Warships being built at the eastern site in or slightly before 1902

===Sporting legacy===
The Thames Ironworks Yard shut in 1912, but its work team Thames Ironworks F.C., founded in 1895, continues to the current day as West Ham United. Another Leamouth shipyard was the repair yard of the Castle Shipping Line, their works team Castle Swifts would indirectly merge with the Thames Ironworks football team in 1895.

==Contemporary Leamouth==
Trinity Buoy Wharf contains London's only lighthouse. There are also live-work units, many in the form of the Container Cities.

===Redevelopment projects===
The London City Island is a major redevelopment project by architects Glenn Howells that will provide 1,706 homes, stores, shops, restaurants, cafés, and arts facilities including the English National Ballet. Goodluck Hope is a residential-led development by Todd Architects comprising 804 apartments, lofts and townhouses.
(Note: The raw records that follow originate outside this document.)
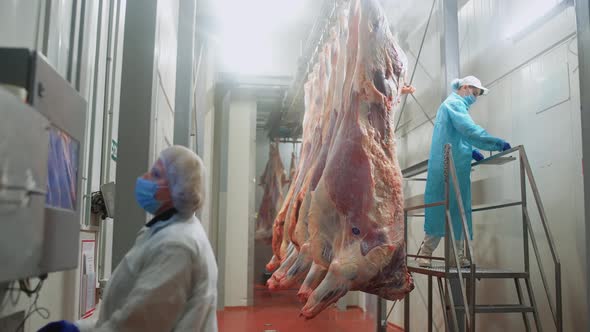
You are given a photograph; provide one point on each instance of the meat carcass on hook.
(356, 224)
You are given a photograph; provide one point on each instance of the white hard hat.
(474, 81)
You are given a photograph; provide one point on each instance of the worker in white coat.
(168, 280)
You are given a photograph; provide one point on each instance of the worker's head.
(469, 87)
(175, 180)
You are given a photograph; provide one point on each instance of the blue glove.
(477, 156)
(60, 326)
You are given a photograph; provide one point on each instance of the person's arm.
(159, 294)
(474, 134)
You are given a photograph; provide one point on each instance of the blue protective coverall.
(453, 125)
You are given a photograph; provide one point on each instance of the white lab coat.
(166, 282)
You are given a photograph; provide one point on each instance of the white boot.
(428, 246)
(461, 253)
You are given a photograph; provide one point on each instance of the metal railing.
(468, 286)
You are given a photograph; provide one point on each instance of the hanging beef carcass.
(312, 138)
(273, 180)
(292, 167)
(355, 224)
(279, 223)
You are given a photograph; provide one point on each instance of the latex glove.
(60, 326)
(477, 156)
(408, 89)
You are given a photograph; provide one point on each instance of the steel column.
(184, 75)
(135, 120)
(583, 33)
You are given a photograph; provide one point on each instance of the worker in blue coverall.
(454, 126)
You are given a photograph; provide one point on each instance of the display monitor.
(62, 170)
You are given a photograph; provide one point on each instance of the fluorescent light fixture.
(530, 15)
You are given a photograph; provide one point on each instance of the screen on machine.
(62, 173)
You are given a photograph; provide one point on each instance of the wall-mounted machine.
(41, 156)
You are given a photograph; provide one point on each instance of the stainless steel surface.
(525, 318)
(185, 84)
(467, 276)
(420, 207)
(583, 33)
(429, 303)
(533, 301)
(438, 270)
(496, 161)
(495, 206)
(500, 308)
(540, 264)
(135, 117)
(22, 215)
(443, 303)
(416, 169)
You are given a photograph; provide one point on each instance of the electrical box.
(52, 97)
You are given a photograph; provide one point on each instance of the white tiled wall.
(534, 101)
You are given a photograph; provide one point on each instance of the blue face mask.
(145, 194)
(470, 99)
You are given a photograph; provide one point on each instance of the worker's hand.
(60, 326)
(477, 156)
(408, 89)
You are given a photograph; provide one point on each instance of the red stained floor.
(279, 311)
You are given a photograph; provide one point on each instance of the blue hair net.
(456, 84)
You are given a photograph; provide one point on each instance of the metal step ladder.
(457, 286)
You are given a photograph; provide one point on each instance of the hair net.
(456, 84)
(185, 173)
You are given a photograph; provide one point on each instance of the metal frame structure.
(468, 276)
(583, 37)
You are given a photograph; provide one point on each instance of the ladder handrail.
(450, 174)
(451, 177)
(557, 310)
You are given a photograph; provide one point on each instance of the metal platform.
(438, 270)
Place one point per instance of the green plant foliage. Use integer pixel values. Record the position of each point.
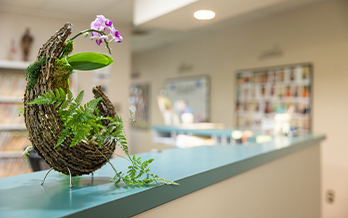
(89, 61)
(139, 174)
(33, 72)
(61, 73)
(68, 48)
(85, 124)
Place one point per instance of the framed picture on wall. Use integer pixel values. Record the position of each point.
(190, 95)
(139, 100)
(263, 93)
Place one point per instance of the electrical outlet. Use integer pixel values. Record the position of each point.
(330, 196)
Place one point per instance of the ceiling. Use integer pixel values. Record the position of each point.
(162, 30)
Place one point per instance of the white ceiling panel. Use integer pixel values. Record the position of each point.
(23, 3)
(121, 13)
(78, 6)
(183, 19)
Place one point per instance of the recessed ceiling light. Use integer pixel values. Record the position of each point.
(204, 15)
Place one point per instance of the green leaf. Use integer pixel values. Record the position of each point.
(89, 61)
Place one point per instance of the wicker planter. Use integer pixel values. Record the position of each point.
(44, 125)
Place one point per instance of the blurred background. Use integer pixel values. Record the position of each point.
(165, 48)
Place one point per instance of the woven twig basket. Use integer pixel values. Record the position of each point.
(41, 120)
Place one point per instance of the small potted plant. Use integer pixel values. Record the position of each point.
(77, 139)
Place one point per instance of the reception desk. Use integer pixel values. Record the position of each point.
(279, 178)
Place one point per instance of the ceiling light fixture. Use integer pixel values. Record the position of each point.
(204, 15)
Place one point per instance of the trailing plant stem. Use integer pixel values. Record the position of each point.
(108, 161)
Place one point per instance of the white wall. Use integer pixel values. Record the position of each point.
(316, 34)
(13, 26)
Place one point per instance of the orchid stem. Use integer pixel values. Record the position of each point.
(92, 30)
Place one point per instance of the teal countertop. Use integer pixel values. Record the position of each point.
(194, 168)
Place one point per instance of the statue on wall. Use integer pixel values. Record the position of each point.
(27, 40)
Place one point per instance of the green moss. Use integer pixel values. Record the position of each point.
(68, 47)
(33, 72)
(61, 74)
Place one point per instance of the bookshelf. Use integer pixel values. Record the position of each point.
(263, 93)
(13, 134)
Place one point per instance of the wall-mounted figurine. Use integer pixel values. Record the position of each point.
(27, 41)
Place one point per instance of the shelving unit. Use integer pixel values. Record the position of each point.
(13, 135)
(263, 93)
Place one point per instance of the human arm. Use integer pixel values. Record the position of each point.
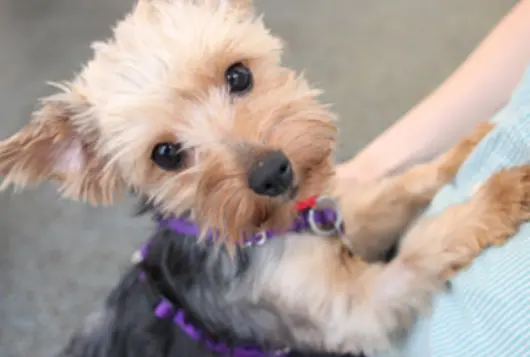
(474, 92)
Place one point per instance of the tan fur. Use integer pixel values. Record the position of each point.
(161, 78)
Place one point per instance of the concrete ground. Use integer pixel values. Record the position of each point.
(375, 59)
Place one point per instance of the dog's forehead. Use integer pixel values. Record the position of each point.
(166, 48)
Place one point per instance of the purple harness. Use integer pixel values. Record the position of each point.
(324, 221)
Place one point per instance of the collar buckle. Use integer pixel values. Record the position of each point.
(324, 203)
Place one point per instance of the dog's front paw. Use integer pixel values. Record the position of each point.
(506, 196)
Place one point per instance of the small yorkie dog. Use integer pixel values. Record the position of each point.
(258, 250)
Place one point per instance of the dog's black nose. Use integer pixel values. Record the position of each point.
(272, 175)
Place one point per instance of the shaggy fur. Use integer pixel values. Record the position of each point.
(162, 78)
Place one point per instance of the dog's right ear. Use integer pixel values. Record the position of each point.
(54, 146)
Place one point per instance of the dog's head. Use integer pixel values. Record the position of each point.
(188, 105)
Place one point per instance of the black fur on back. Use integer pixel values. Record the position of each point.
(203, 279)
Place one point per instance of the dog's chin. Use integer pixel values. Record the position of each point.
(292, 193)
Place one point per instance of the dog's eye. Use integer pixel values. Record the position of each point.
(167, 156)
(239, 78)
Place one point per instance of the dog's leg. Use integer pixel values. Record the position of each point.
(356, 306)
(377, 214)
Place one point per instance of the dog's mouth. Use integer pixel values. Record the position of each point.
(292, 192)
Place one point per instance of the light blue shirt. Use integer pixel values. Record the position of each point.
(487, 311)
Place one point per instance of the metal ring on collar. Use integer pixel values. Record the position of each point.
(336, 225)
(262, 239)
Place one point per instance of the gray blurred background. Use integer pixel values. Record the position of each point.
(374, 58)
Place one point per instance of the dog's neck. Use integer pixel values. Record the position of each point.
(193, 278)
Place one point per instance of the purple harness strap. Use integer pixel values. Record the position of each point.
(319, 221)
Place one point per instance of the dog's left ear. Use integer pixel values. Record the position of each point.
(58, 145)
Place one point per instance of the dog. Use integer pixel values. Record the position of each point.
(258, 249)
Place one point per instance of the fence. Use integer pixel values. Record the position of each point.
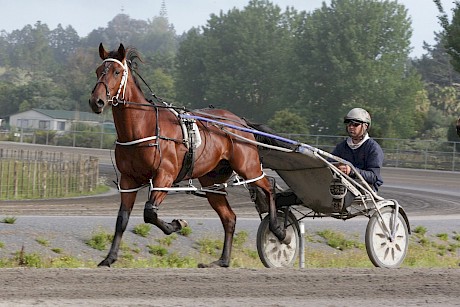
(37, 174)
(422, 154)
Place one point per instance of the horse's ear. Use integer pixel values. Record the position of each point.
(102, 53)
(121, 52)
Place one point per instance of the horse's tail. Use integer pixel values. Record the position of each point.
(263, 138)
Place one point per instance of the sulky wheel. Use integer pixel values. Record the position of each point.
(382, 250)
(272, 252)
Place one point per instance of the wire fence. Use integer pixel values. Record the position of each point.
(406, 153)
(28, 174)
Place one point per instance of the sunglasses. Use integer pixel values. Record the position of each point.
(353, 124)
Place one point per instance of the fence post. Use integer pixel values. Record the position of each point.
(453, 156)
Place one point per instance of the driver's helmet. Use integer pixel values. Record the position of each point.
(358, 115)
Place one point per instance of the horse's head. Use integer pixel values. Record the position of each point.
(112, 77)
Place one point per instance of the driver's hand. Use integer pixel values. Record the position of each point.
(344, 168)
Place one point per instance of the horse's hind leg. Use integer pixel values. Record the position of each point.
(127, 202)
(228, 218)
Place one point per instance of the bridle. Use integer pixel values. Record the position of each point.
(114, 100)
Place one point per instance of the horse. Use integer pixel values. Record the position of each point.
(151, 149)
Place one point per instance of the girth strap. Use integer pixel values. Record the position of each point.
(187, 165)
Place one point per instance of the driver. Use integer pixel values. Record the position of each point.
(363, 152)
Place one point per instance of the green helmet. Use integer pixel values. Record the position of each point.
(358, 115)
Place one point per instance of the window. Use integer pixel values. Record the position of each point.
(44, 124)
(61, 126)
(23, 123)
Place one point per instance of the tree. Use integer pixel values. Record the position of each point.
(240, 60)
(354, 53)
(285, 121)
(451, 32)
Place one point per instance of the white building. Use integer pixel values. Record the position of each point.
(58, 120)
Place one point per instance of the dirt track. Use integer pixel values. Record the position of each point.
(229, 287)
(217, 287)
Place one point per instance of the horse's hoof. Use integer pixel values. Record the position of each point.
(215, 264)
(104, 263)
(150, 216)
(182, 223)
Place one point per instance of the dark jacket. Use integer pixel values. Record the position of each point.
(367, 159)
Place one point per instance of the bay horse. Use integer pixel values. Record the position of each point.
(151, 149)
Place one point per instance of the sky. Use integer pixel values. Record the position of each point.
(87, 15)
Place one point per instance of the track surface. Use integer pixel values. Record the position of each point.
(421, 193)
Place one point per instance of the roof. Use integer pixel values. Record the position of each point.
(70, 115)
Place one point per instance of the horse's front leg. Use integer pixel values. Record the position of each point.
(127, 202)
(151, 209)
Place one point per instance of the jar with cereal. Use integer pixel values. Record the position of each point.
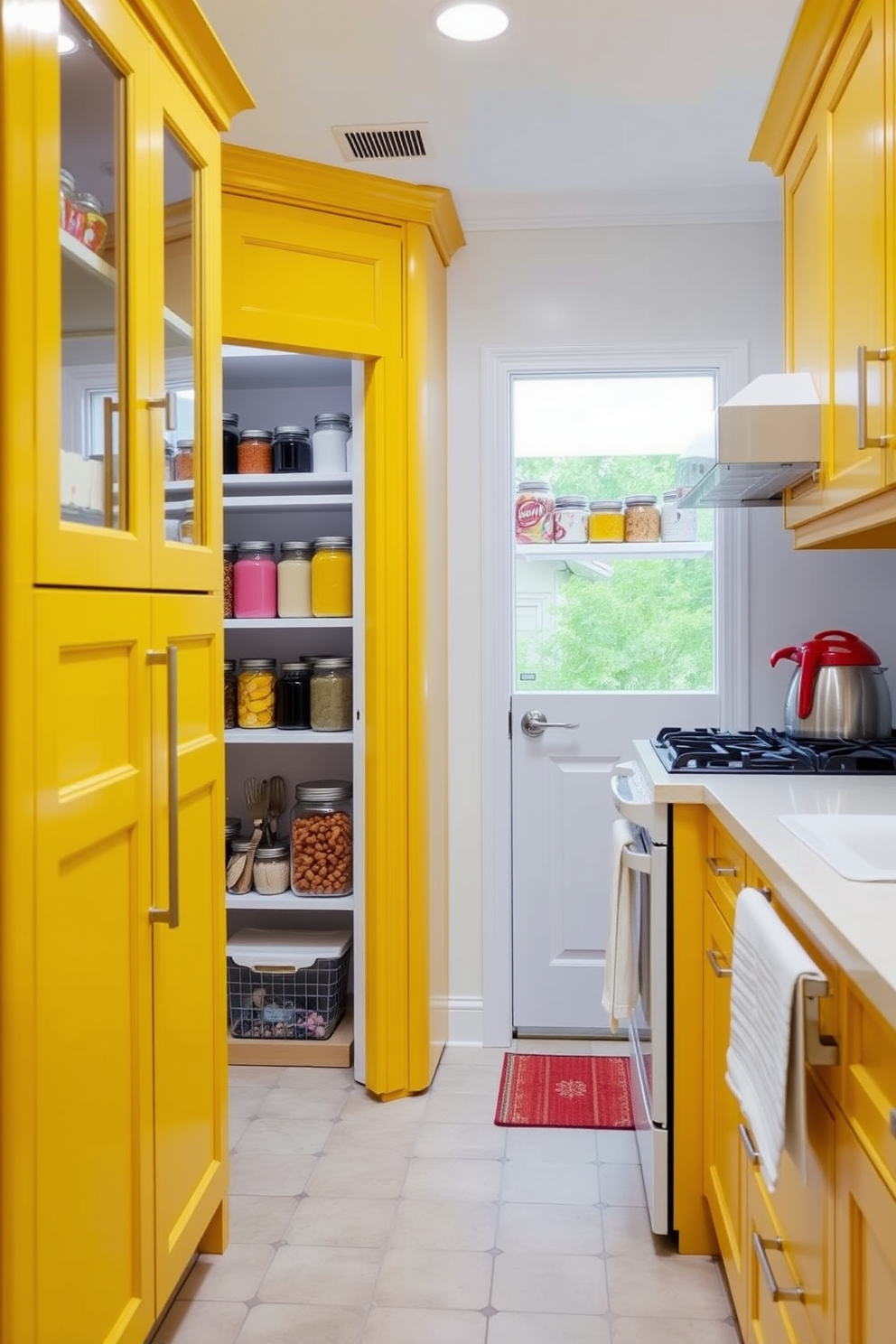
(322, 839)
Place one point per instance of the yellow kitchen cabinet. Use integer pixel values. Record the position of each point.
(112, 1022)
(829, 132)
(328, 261)
(865, 1246)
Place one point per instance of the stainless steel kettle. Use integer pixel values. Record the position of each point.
(837, 690)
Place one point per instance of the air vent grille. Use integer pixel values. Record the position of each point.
(402, 140)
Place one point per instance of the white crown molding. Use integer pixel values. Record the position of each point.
(760, 204)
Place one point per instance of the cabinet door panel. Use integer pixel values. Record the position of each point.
(188, 961)
(91, 989)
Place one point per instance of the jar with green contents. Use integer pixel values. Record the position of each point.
(331, 707)
(606, 522)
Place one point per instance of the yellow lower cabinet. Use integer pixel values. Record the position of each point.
(724, 1167)
(91, 994)
(790, 1292)
(865, 1246)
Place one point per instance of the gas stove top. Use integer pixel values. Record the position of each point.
(767, 751)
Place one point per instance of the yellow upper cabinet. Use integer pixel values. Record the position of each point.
(829, 131)
(126, 218)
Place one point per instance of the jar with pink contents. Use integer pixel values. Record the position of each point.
(256, 581)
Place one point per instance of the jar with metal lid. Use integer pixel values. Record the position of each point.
(570, 519)
(294, 695)
(94, 223)
(256, 581)
(676, 523)
(332, 577)
(184, 460)
(257, 694)
(292, 449)
(534, 512)
(294, 580)
(256, 452)
(328, 443)
(270, 873)
(320, 837)
(230, 693)
(230, 559)
(230, 443)
(606, 522)
(239, 847)
(331, 695)
(641, 518)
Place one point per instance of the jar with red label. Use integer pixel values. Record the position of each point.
(534, 512)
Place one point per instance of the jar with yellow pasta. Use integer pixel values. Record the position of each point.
(332, 577)
(257, 694)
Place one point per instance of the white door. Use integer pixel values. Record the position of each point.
(615, 640)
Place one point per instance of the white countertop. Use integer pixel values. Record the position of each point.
(854, 921)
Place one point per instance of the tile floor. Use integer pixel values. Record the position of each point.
(421, 1222)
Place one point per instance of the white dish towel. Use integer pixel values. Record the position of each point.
(766, 1050)
(621, 980)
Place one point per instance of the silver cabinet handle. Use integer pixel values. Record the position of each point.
(159, 914)
(719, 969)
(746, 1139)
(862, 399)
(534, 723)
(720, 871)
(778, 1294)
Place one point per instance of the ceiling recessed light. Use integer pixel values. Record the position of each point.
(471, 22)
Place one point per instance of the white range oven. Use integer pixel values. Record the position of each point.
(650, 1029)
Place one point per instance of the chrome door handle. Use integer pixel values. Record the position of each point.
(778, 1294)
(719, 969)
(159, 914)
(862, 399)
(534, 723)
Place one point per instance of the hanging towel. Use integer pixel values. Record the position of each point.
(766, 1050)
(621, 979)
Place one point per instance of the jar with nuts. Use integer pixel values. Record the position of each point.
(322, 839)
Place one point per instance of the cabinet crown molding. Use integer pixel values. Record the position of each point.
(813, 43)
(298, 182)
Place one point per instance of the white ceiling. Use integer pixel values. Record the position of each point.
(584, 110)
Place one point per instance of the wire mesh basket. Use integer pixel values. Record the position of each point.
(285, 985)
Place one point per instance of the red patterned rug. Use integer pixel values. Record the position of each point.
(576, 1092)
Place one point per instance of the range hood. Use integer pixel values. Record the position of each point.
(769, 437)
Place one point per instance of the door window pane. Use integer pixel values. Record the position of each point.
(91, 241)
(625, 616)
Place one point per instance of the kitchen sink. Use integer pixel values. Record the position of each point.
(860, 847)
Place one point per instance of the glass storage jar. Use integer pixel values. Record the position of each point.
(230, 693)
(230, 443)
(332, 577)
(331, 695)
(322, 839)
(294, 580)
(641, 518)
(270, 873)
(292, 449)
(256, 452)
(571, 519)
(256, 581)
(184, 460)
(257, 694)
(534, 512)
(330, 440)
(606, 522)
(293, 695)
(230, 559)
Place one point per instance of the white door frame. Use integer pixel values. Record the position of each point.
(730, 362)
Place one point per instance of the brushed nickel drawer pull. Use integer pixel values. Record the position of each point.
(720, 971)
(720, 871)
(746, 1139)
(778, 1294)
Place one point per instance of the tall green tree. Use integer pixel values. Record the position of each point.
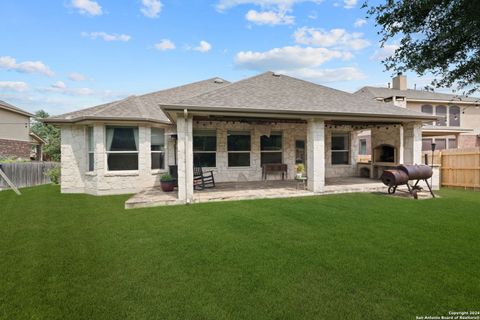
(441, 37)
(49, 133)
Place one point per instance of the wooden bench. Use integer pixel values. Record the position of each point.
(274, 168)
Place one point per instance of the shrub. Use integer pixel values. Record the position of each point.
(54, 174)
(166, 177)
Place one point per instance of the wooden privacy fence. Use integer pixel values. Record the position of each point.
(26, 174)
(460, 168)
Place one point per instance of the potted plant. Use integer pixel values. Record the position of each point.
(167, 183)
(300, 170)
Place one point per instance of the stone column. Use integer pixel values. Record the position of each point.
(316, 155)
(412, 139)
(185, 158)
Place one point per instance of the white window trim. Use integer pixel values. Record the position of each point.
(272, 151)
(164, 151)
(88, 149)
(216, 147)
(244, 151)
(111, 173)
(348, 151)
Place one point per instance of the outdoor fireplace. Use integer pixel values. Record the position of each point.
(385, 153)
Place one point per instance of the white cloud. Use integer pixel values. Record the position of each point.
(349, 4)
(151, 8)
(359, 23)
(10, 63)
(327, 75)
(164, 45)
(335, 38)
(269, 17)
(18, 86)
(59, 85)
(75, 76)
(106, 36)
(281, 4)
(204, 46)
(287, 58)
(384, 52)
(62, 88)
(87, 7)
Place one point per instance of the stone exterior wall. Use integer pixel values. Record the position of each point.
(16, 148)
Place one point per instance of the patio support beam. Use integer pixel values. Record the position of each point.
(185, 157)
(316, 155)
(412, 138)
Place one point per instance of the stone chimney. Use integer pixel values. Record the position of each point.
(399, 82)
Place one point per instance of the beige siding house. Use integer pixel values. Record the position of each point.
(16, 139)
(235, 130)
(458, 124)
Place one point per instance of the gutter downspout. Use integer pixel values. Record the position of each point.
(185, 117)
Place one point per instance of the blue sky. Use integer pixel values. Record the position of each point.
(62, 55)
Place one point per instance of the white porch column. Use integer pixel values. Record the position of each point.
(185, 158)
(316, 155)
(401, 147)
(412, 138)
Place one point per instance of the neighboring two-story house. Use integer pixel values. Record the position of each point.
(458, 125)
(16, 139)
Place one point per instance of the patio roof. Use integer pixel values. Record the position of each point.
(271, 93)
(140, 108)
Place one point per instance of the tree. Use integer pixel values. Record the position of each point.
(441, 37)
(49, 133)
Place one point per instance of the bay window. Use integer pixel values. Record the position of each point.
(157, 147)
(122, 148)
(271, 148)
(340, 148)
(90, 149)
(239, 147)
(204, 148)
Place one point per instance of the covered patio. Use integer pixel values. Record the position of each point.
(269, 189)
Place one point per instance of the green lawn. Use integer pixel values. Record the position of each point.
(357, 256)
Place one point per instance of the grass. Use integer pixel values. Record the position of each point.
(357, 256)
In September 2025, planning permission was granted for the development of a mixed-use complex comprising a wharf, student accommodation, and social housing. The site, located on a peninsula, had previously been designated as a Safeguarded wharf. For several decades, the land remained vacant due to planning restrictions associated with its safeguarded status and limited demand for additional wharf capacity in the area.

===Roads===
The Leamouth Peninsula has historically had poor transport links compared to the rest of Poplar, today it is connected to it by a main road splitting its halves: the A1020 Lower Lea Crossing which is a local by-pass of the A13.

===Public transport===

The "Jubilee" pedestrian bridge across the Lea links the area to the east bank of the Lea, and Canning Town station.

Leamouth has been served by the London Buses network for the first time by the D3 to Bethnal Green which starts and ends on Orchard Place since 2017. The N550 between Canning Town station and Blackwall was rerouted via Leamouth to provide night links whenever access to Canning Town station is restricted; implemented in September 2018.